Kafka connector

You can set up a Kafka connector to consume data from a Kafka topic and store it in Tinybird by creating a .connection and .datasource file. Use tb datasource create --kafka command for a guided the process.

Set up the connector

To set up the Kafka connector, follow these steps.

1

Create a Kafka connection

You can create a Kafka connection in Tinybird using either the CLI or by manually creating a connection file.

Run the following command to create a connection:

tb connection create kafka

You will be prompted to enter:

  1. A name for your connection.
  2. The bootstrap server
  3. The Kafka key
  4. The Kafka secret

If you need to add KAFKA_SCHEMA_REGISTRY_URL or any of the Kafka .connection settings, edit the .connection file manually.

Option 2: Manually create a connection file

Create a .connection file with the required credentials stored in secrets. For example:

kafka_sample.connection
TYPE kafka
KAFKA_BOOTSTRAP_SERVERS bootsrap_servers:port
KAFKA_SECURITY_PROTOCOL SASL_SSL
KAFKA_SASL_MECHANISM PLAIN
KAFKA_KEY {{ tb_secret("KAFKA_KEY", "key") }}
KAFKA_SECRET {{ tb_secret("KAFKA_SECRET", "secret") }}

For a complete list of Kafka connection settings, see Kafka .connection settings.

Set the values of the secrets using tb secret:

tb [--cloud] secret set KAFKA_KEY mykey

Secrets are only replaced in your resources when you deploy. If you change a secret, you need to deploy for the changes to take effect.

2

Create a Kafka data source

Create a .datasource file using tb datasource create --kafka or manually.

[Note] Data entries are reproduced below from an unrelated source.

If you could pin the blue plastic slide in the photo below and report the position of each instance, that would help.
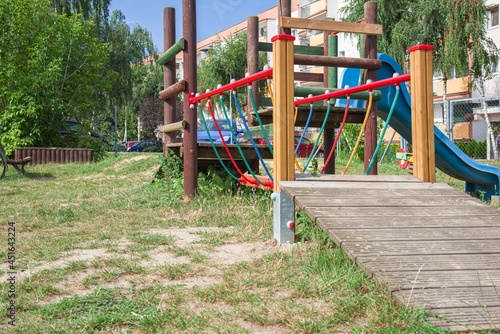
(483, 180)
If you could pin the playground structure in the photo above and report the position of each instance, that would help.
(396, 228)
(285, 56)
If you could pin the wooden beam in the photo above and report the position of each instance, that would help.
(422, 113)
(172, 90)
(303, 76)
(370, 64)
(283, 131)
(370, 52)
(172, 52)
(169, 75)
(172, 127)
(301, 49)
(190, 73)
(253, 56)
(349, 27)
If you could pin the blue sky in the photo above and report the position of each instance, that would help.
(213, 16)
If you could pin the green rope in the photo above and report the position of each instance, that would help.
(224, 110)
(254, 105)
(313, 152)
(213, 145)
(381, 139)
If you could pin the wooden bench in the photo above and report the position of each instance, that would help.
(17, 164)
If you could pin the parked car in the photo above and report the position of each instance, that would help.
(306, 146)
(146, 145)
(214, 134)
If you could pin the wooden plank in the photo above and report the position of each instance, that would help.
(434, 246)
(453, 325)
(381, 265)
(345, 192)
(311, 77)
(318, 212)
(412, 234)
(300, 49)
(323, 25)
(371, 64)
(422, 247)
(358, 178)
(362, 185)
(453, 297)
(172, 51)
(408, 280)
(172, 90)
(335, 223)
(172, 127)
(384, 201)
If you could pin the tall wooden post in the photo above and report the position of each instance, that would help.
(253, 55)
(370, 47)
(169, 74)
(329, 133)
(285, 9)
(190, 115)
(283, 130)
(422, 113)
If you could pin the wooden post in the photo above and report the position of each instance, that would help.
(283, 129)
(190, 115)
(253, 56)
(283, 112)
(285, 10)
(370, 47)
(422, 113)
(169, 76)
(329, 134)
(171, 52)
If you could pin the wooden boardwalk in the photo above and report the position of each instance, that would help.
(434, 246)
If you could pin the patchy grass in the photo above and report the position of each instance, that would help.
(100, 248)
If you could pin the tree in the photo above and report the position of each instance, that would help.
(454, 27)
(147, 83)
(127, 46)
(226, 60)
(45, 77)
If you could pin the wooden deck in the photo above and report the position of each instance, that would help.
(435, 247)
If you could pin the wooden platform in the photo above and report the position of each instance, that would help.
(435, 247)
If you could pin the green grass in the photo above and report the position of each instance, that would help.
(112, 252)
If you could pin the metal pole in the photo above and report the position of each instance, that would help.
(116, 131)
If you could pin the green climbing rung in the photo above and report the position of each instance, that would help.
(257, 133)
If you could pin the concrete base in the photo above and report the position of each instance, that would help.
(284, 214)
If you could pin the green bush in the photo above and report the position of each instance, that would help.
(473, 149)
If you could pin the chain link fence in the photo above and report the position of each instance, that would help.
(472, 124)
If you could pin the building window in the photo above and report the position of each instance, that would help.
(492, 17)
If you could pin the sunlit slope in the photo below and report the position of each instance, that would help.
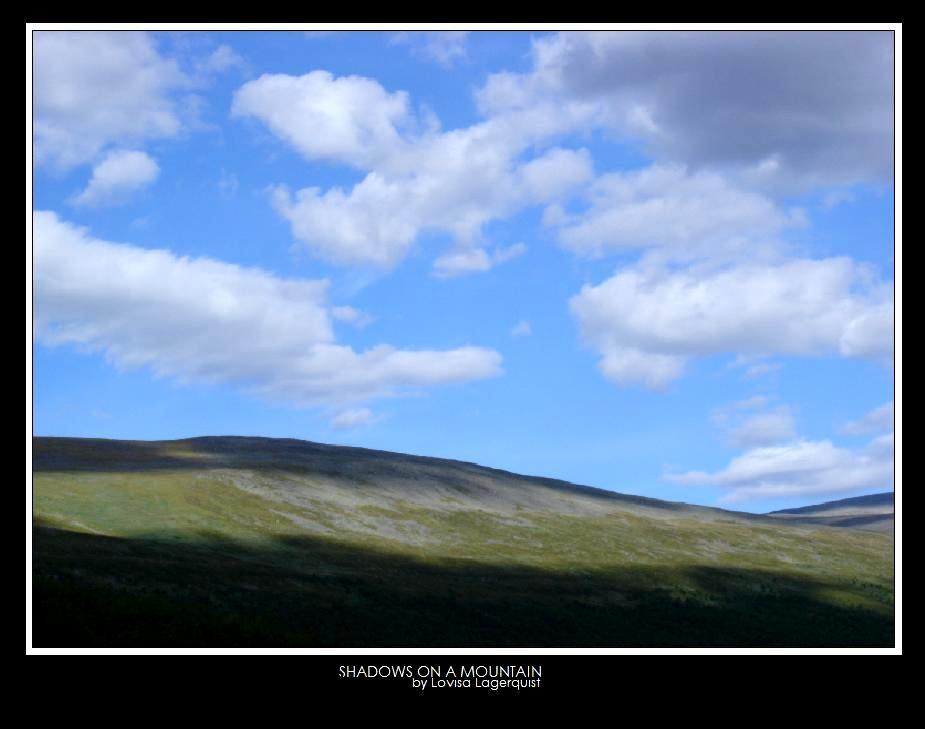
(285, 542)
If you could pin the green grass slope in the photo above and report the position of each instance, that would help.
(263, 542)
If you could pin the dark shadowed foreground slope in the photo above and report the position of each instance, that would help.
(251, 541)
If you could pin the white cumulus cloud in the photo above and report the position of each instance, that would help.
(877, 420)
(681, 214)
(418, 178)
(646, 322)
(96, 89)
(800, 468)
(799, 108)
(208, 321)
(118, 174)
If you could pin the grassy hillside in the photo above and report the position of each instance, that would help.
(249, 541)
(873, 512)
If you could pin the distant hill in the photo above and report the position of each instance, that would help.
(873, 512)
(232, 541)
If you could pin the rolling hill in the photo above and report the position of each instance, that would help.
(873, 512)
(235, 541)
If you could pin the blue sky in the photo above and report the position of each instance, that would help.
(659, 263)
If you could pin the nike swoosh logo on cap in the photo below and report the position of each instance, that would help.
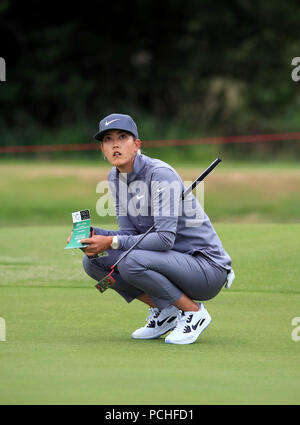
(109, 122)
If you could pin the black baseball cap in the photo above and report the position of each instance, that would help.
(116, 122)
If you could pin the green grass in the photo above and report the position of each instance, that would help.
(44, 192)
(69, 344)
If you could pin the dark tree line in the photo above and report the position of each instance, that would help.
(216, 64)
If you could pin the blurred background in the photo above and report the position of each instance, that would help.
(201, 79)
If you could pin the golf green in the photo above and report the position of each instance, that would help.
(68, 344)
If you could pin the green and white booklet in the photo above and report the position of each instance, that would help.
(81, 229)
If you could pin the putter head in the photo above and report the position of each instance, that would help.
(105, 283)
(230, 279)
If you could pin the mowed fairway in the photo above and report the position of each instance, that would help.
(68, 344)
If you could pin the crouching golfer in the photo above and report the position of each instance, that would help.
(175, 267)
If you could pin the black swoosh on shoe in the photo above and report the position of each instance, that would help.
(162, 322)
(196, 325)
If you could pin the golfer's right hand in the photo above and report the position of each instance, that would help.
(69, 238)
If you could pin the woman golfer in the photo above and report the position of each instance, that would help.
(176, 266)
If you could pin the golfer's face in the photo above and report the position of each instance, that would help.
(120, 148)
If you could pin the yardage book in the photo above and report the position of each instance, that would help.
(81, 229)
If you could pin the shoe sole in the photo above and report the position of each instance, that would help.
(156, 336)
(203, 327)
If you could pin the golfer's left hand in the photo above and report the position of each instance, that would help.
(97, 243)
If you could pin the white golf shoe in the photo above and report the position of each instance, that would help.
(189, 326)
(158, 323)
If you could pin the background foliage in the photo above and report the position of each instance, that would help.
(181, 68)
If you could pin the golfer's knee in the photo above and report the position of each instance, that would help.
(130, 266)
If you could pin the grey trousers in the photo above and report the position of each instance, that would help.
(163, 276)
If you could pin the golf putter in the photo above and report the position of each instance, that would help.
(108, 280)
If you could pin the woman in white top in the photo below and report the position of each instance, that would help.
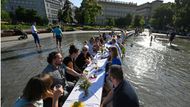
(37, 89)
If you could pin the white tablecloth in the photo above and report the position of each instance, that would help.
(95, 90)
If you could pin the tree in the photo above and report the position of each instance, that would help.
(67, 12)
(142, 22)
(128, 19)
(78, 15)
(110, 22)
(29, 16)
(182, 15)
(89, 10)
(4, 14)
(163, 16)
(136, 22)
(20, 14)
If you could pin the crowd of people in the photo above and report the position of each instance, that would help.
(52, 87)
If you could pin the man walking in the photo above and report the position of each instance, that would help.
(57, 33)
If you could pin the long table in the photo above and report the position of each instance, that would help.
(95, 90)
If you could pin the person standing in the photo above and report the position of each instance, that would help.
(57, 33)
(35, 35)
(172, 37)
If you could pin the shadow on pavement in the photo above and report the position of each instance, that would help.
(25, 55)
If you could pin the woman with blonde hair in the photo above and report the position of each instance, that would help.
(37, 89)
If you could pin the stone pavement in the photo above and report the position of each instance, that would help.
(7, 42)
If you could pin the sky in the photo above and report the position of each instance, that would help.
(78, 2)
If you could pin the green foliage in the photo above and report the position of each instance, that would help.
(163, 16)
(110, 22)
(5, 15)
(88, 11)
(29, 16)
(182, 15)
(125, 21)
(136, 22)
(142, 22)
(66, 16)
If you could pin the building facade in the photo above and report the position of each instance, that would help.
(45, 8)
(147, 10)
(115, 9)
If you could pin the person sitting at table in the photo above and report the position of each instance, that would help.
(90, 45)
(114, 43)
(96, 45)
(115, 59)
(83, 59)
(37, 89)
(57, 70)
(69, 61)
(122, 94)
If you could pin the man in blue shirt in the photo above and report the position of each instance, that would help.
(57, 33)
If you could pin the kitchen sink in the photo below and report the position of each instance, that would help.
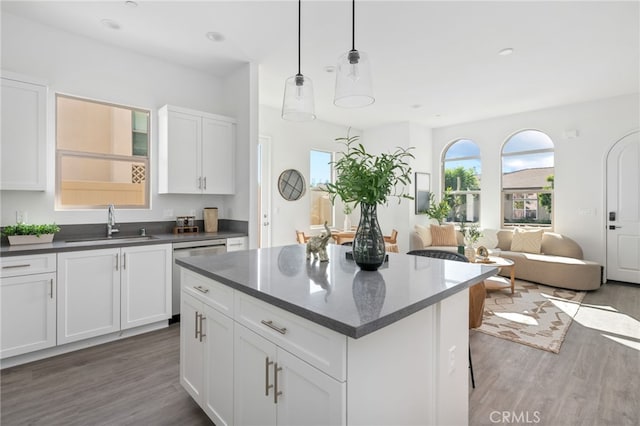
(112, 240)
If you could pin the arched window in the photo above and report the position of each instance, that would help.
(461, 174)
(527, 179)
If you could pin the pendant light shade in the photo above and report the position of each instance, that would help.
(353, 75)
(297, 104)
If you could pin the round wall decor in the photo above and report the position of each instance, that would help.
(291, 185)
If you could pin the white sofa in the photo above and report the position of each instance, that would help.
(560, 261)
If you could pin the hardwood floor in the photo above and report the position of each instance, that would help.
(593, 381)
(129, 382)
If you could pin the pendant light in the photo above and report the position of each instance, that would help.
(297, 104)
(353, 75)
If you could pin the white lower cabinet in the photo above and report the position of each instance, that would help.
(206, 358)
(104, 291)
(145, 285)
(28, 304)
(88, 294)
(241, 377)
(274, 387)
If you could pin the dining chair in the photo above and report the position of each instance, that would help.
(477, 294)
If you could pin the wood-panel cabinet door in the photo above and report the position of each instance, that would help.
(309, 396)
(23, 151)
(88, 294)
(218, 367)
(253, 378)
(191, 347)
(27, 313)
(146, 285)
(218, 156)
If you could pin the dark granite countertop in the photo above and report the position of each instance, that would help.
(118, 241)
(337, 294)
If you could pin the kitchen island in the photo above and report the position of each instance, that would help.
(268, 337)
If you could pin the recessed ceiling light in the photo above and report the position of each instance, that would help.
(110, 23)
(214, 36)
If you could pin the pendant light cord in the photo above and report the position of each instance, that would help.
(299, 15)
(353, 25)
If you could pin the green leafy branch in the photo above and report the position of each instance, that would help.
(366, 178)
(25, 229)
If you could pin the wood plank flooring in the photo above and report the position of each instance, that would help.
(129, 382)
(593, 381)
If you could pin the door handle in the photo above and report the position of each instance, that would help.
(276, 392)
(267, 386)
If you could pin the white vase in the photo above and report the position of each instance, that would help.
(346, 226)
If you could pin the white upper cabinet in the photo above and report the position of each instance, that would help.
(196, 152)
(23, 150)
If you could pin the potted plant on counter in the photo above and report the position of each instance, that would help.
(23, 233)
(368, 180)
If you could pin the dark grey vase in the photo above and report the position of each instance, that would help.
(368, 244)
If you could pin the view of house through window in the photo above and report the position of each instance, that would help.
(102, 155)
(527, 179)
(462, 171)
(320, 173)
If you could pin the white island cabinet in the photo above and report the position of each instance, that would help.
(318, 344)
(206, 346)
(28, 298)
(108, 290)
(196, 152)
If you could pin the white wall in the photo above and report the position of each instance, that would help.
(401, 216)
(579, 201)
(83, 67)
(290, 146)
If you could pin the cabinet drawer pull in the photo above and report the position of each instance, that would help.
(202, 318)
(276, 392)
(274, 327)
(26, 265)
(267, 386)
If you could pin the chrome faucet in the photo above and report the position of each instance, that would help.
(111, 221)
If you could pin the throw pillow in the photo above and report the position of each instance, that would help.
(489, 238)
(425, 234)
(443, 235)
(528, 241)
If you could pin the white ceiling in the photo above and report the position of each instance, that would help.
(434, 63)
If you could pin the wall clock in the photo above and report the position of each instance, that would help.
(291, 185)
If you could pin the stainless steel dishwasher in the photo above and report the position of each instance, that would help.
(187, 249)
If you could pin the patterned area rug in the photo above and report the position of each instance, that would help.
(535, 315)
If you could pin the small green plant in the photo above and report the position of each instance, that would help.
(439, 211)
(370, 179)
(26, 229)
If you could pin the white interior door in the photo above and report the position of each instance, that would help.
(264, 188)
(623, 210)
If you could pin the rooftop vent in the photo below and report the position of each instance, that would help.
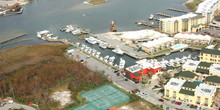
(206, 90)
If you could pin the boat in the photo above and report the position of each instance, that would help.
(106, 58)
(151, 17)
(91, 40)
(103, 45)
(111, 60)
(76, 32)
(182, 50)
(167, 53)
(121, 63)
(117, 50)
(98, 54)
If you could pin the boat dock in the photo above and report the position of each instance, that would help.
(17, 36)
(177, 10)
(165, 15)
(144, 24)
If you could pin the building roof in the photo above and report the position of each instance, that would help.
(192, 36)
(202, 71)
(187, 92)
(191, 64)
(188, 84)
(187, 74)
(136, 74)
(186, 16)
(210, 51)
(215, 79)
(205, 64)
(215, 68)
(205, 90)
(206, 6)
(175, 84)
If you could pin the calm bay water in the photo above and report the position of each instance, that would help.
(53, 14)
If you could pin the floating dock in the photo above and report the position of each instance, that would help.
(17, 36)
(165, 15)
(177, 10)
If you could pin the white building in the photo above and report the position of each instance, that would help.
(208, 9)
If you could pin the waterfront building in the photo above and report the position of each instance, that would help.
(202, 68)
(213, 80)
(186, 23)
(192, 39)
(187, 75)
(140, 69)
(190, 92)
(208, 8)
(157, 44)
(210, 55)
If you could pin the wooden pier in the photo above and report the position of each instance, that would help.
(177, 10)
(17, 36)
(165, 15)
(144, 24)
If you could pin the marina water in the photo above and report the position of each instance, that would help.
(53, 14)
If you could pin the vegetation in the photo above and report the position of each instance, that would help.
(29, 73)
(96, 2)
(193, 5)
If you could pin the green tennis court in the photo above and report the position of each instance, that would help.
(103, 98)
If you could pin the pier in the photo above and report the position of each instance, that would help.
(165, 15)
(177, 10)
(146, 24)
(17, 36)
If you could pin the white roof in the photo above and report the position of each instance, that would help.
(156, 42)
(186, 16)
(175, 84)
(193, 36)
(215, 68)
(191, 64)
(206, 6)
(205, 90)
(143, 64)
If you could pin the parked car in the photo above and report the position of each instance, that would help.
(161, 100)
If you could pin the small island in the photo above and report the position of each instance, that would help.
(95, 2)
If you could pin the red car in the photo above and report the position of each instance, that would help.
(161, 100)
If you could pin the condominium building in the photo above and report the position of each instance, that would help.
(210, 55)
(190, 92)
(192, 39)
(157, 44)
(204, 68)
(186, 23)
(209, 9)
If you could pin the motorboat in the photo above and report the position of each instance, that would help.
(151, 17)
(98, 54)
(117, 50)
(91, 40)
(103, 45)
(182, 50)
(106, 58)
(121, 63)
(111, 60)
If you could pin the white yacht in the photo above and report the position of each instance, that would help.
(111, 60)
(151, 17)
(117, 50)
(106, 58)
(98, 54)
(91, 40)
(121, 63)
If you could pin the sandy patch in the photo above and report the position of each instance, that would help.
(64, 97)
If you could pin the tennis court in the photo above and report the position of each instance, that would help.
(103, 98)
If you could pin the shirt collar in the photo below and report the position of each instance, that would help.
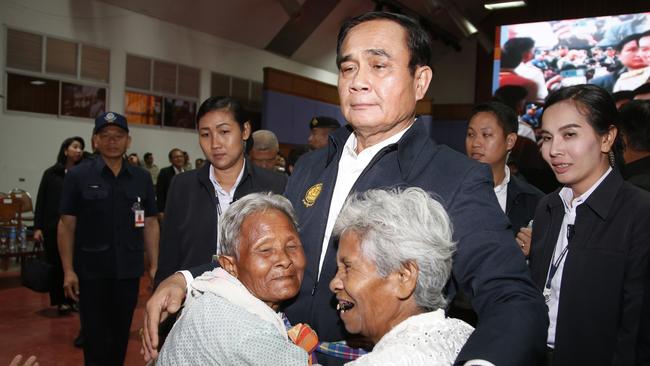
(566, 194)
(504, 183)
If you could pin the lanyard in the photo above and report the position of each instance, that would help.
(556, 264)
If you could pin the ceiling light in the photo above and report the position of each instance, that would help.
(504, 5)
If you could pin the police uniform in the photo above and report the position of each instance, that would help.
(108, 251)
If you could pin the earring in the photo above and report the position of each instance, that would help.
(612, 158)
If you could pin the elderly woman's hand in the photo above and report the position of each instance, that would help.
(524, 237)
(167, 299)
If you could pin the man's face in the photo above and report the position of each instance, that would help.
(263, 158)
(112, 142)
(376, 88)
(630, 56)
(318, 137)
(177, 159)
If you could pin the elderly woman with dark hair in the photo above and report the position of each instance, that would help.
(231, 315)
(394, 259)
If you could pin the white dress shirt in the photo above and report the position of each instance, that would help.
(351, 166)
(501, 190)
(570, 206)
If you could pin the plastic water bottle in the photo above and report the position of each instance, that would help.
(12, 240)
(23, 237)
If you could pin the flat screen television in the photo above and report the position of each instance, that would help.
(609, 51)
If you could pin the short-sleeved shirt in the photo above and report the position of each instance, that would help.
(107, 243)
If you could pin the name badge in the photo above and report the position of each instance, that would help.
(138, 214)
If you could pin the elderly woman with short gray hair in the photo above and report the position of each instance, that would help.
(394, 259)
(231, 315)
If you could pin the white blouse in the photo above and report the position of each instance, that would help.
(424, 339)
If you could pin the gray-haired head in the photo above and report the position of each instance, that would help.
(265, 140)
(232, 219)
(400, 226)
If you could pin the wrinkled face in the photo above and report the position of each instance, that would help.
(573, 149)
(376, 88)
(318, 137)
(178, 159)
(644, 46)
(486, 140)
(265, 159)
(366, 302)
(222, 139)
(74, 152)
(630, 56)
(112, 142)
(271, 259)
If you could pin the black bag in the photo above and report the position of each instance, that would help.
(36, 274)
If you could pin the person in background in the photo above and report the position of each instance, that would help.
(108, 222)
(177, 160)
(265, 149)
(151, 167)
(188, 163)
(319, 129)
(491, 135)
(634, 124)
(590, 242)
(393, 261)
(46, 215)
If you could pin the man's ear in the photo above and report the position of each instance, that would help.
(422, 79)
(407, 276)
(228, 263)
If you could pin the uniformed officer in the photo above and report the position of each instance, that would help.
(108, 217)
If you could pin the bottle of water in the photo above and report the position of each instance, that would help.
(12, 240)
(23, 237)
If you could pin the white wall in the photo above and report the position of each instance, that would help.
(29, 142)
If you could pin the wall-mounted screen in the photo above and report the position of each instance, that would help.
(610, 51)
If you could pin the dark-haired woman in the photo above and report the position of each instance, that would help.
(491, 135)
(591, 237)
(46, 214)
(197, 197)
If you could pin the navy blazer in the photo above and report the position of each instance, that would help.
(488, 264)
(604, 312)
(521, 202)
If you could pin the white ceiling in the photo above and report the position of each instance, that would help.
(257, 22)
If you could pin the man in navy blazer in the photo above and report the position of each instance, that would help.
(383, 61)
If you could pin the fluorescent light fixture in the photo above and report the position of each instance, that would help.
(504, 5)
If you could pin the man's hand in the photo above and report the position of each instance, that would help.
(71, 285)
(167, 299)
(524, 237)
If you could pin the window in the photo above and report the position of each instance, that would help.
(161, 93)
(54, 76)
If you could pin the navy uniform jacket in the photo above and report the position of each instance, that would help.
(604, 312)
(189, 231)
(521, 202)
(488, 264)
(106, 242)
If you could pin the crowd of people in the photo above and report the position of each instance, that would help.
(373, 245)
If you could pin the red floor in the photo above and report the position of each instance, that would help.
(28, 325)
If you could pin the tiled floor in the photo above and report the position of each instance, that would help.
(28, 325)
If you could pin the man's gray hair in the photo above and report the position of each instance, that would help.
(231, 221)
(265, 140)
(399, 226)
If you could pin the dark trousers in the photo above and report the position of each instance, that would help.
(106, 309)
(57, 296)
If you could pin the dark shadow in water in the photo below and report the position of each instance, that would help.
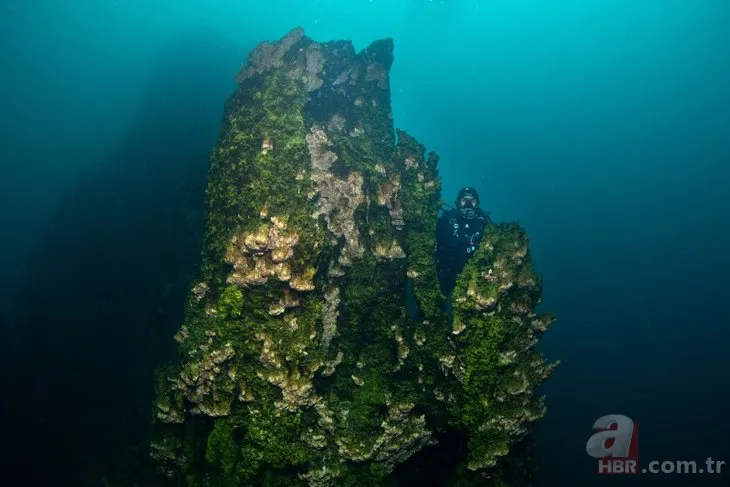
(105, 288)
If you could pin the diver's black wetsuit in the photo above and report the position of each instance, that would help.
(457, 238)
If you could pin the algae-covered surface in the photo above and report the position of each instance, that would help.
(300, 363)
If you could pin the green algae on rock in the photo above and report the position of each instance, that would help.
(300, 364)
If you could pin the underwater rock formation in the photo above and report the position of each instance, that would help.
(300, 364)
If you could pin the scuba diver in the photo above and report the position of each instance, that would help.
(458, 233)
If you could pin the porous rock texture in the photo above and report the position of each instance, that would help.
(299, 361)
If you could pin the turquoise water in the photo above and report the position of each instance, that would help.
(603, 127)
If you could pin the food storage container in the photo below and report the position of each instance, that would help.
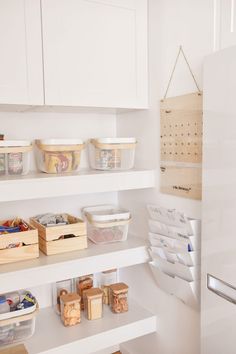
(83, 283)
(61, 288)
(119, 297)
(93, 299)
(112, 153)
(58, 155)
(18, 245)
(70, 309)
(59, 237)
(107, 223)
(17, 328)
(107, 278)
(14, 157)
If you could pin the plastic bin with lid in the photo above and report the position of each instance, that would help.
(58, 155)
(112, 153)
(15, 157)
(107, 223)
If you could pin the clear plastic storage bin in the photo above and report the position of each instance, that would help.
(106, 223)
(18, 328)
(58, 155)
(112, 153)
(14, 157)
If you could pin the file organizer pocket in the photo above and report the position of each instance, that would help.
(175, 269)
(176, 255)
(186, 291)
(186, 244)
(171, 217)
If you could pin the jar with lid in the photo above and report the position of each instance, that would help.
(93, 301)
(61, 288)
(119, 297)
(70, 309)
(108, 277)
(4, 306)
(83, 283)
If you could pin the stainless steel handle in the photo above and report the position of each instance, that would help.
(221, 288)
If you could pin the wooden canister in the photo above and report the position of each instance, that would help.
(70, 309)
(119, 297)
(93, 299)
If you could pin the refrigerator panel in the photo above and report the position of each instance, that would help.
(218, 321)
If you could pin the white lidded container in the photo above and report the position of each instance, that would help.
(14, 157)
(18, 325)
(58, 155)
(107, 223)
(112, 153)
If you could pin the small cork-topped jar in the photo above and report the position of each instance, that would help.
(119, 297)
(93, 300)
(70, 309)
(108, 277)
(83, 283)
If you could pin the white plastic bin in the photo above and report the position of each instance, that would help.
(107, 223)
(58, 155)
(18, 328)
(112, 153)
(14, 157)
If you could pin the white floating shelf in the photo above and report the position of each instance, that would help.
(49, 269)
(41, 185)
(89, 336)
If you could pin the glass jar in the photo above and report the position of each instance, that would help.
(108, 277)
(83, 283)
(93, 301)
(119, 297)
(61, 288)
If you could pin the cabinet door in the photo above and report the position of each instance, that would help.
(95, 52)
(21, 78)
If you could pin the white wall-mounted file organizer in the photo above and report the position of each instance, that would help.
(186, 291)
(175, 251)
(177, 255)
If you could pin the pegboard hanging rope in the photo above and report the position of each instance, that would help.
(173, 71)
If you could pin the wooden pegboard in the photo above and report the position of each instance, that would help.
(181, 128)
(182, 181)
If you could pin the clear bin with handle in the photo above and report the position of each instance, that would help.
(107, 223)
(58, 155)
(15, 157)
(112, 153)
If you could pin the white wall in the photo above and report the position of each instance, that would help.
(171, 23)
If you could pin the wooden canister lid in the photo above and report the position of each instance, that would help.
(93, 292)
(19, 349)
(119, 287)
(71, 297)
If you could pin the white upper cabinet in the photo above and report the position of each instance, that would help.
(226, 11)
(21, 71)
(95, 53)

Define the data source schema as with any non-Kafka datasource and specify the required Kafka settings. The value of KAFKA_CONNECTION_NAME must match the name of the .connection file you created in the previous step.

Default .datasource created will store the whole message in a column called data. Then, you can use JSONExtract functions to access the message fields, either at query time or using materialized views.

kafka_default.datasource
SCHEMA >
    `data` String `json:$`

KAFKA_CONNECTION_NAME kafka_connection # The name of the .connection file
KAFKA_TOPIC topic_name
KAFKA_GROUP_ID {{ tb_secret("KAFKA_GROUP_ID") }}

You can always use JSONPaths syntax to extract the message fields into separate columns at ingest time.

kafka_sample.datasource
SCHEMA >
   `timestamp` DateTime(3) `json:$.timestamp`,
   `session_id` String `json:$.session_id`,
   `action` LowCardinality(String) `json:$.action`,
   `version` LowCardinality(String) `json:$.version`,
   `payload` String `json:$.payload`,
   `data` String `json:$`

KAFKA_CONNECTION_NAME kafka_sample # The name of the .connection file
KAFKA_TOPIC test_topic
KAFKA_GROUP_ID {{ tb_secret("KAFKA_GROUP_ID") }}

In addition to the columns specified in SCHEMA, Kafka data sources have additional columns that store metadata of the messages ingested. See Kafka meta columns for more information.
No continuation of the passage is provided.